Jeffrey Melnick and Rachel Lee Rubin

present

Creepy Crawling:
Charles Manson and the Many Lives of America's Most Infamous Family

and

Merle Haggard's Okie from Muskogee (33 1/3)

This event includes a book signing

Date

Oct
26
Friday
October 26, 2018
3:00 PM ET

Location

Harvard Book Store
1256 Massachusetts Ave., Cambridge, MA 02138

Tickets

This event is free; no tickets are required.

Harvard Book Store welcomes UMass Boston professors JEFFREY MELNICK and RACHEL LEE RUBIN for a discussion of 1969 culture and counterculture—featuring their new books, Creepy Crawling: Charles Manson and the Many Lives of America's Most Infamous Family and Merle Haggard's Okie from Muskogee (33 1/3).

About Creepy Crawling

"Creepy crawling" was the Manson Family's practice of secretly entering someone's home and, without harming anyone, leaving only a trace of evidence that they had been there, some reminder that the sanctity of the private home had been breached. Now, author Jeffrey Melnick reveals just how much the Family creepy crawled their way through Los Angeles in the sixties and then on through American social, political, and cultural life for close to fifty years, firmly lodging themselves in our minds.

Even now, it is almost impossible to discuss the sixties, teenage runaways, sexuality, drugs, music, California, and even the concept of family without referencing Manson and his "girls." Not just another history of Charles Manson, Creepy Crawling explores how the Family wasn't so much one of outsiders but emblematic of the Los Angeles counterculture freak scene, and how Manson worked to connect himself to the mainstream of the time.
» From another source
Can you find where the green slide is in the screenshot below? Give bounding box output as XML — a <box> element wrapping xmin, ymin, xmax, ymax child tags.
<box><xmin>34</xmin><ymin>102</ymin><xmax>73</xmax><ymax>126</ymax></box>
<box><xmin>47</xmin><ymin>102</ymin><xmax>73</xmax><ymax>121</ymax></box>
Ever since they spent two nights killing seven residents of Los Angeles—what we now know as the "Tate-LaBianca murders”—the Manson family has rarely slipped from the American radar for long. From Emma Cline's The Girls to the recent TV show Aquarius, the family continues to find an audience. What is it about Charles Manson and his family that captivates us still? Author Jeffrey Melnick sets out to answer this question in this fascinating and compulsively readable cultural history of the Family and their influence from 1969 to the November 2017 death in prison of Charles Manson, himself, and beyond.

About Okie from Muskogee

Every now and then, a song inspires a cultural conversation that ends up looking like a brawl. Merle Haggard's Okie from Muskogee, released in 1969, is a prime example of that important role of popular music. Okie immediately helped to frame an ongoing discussion about region and class, pride and politics, culture and counterculture. But the conversation around the song, useful as it was, drowned out the song itself, not to mention the other songs on the live album-named for Okie and performed in Muskogee-that Haggard has carefully chosen to frame what has turned out to be his most famous song.

What are the internal clues for gleaning the intended meaning of Okie? What is the pay-off of the anti-fandom that Okie sparked (and continues to spark) in some quarters? How has the song come to be a shorthand for expressing all manner of anti-working class attitudes? What was Haggard's artistic path to that stage in Oklahoma, and how did he come to shape the industry so profoundly at the moment when urban country singers were playing a major role on the American social and political landscape?

Jeffrey Melnick
Jeffrey Melnick

Jeffrey Melnick

Jeffrey Melnick has been thinking about the Manson Family since first encountering the book and mini-series Helter Skelter in the 1970s. Melnick is a professor at University of Massachusetts Boston and the author of 9/11 Culture: America Under Construction (Wiley-Blackwell, 2009), Black-Jewish Relations on Trial (University Press of Mississippi, 2000), and A Right to Sing the Blues (Harvard University Press, 1999). He lives in Cambridge, Massachusetts.

Rachel Lee Rubin
Rachel Lee Rubin

Rachel Lee Rubin

Rachel Lee Rubin is Professor of American Studies at the University of Massachusetts Boston, USA, and Director of the Center for the Study of Humanities, Culture, and Society. She has published and taught extensively on popular music, popular culture, and culture of the American left. Rubin is a regular media commentator on popular culture and public affairs.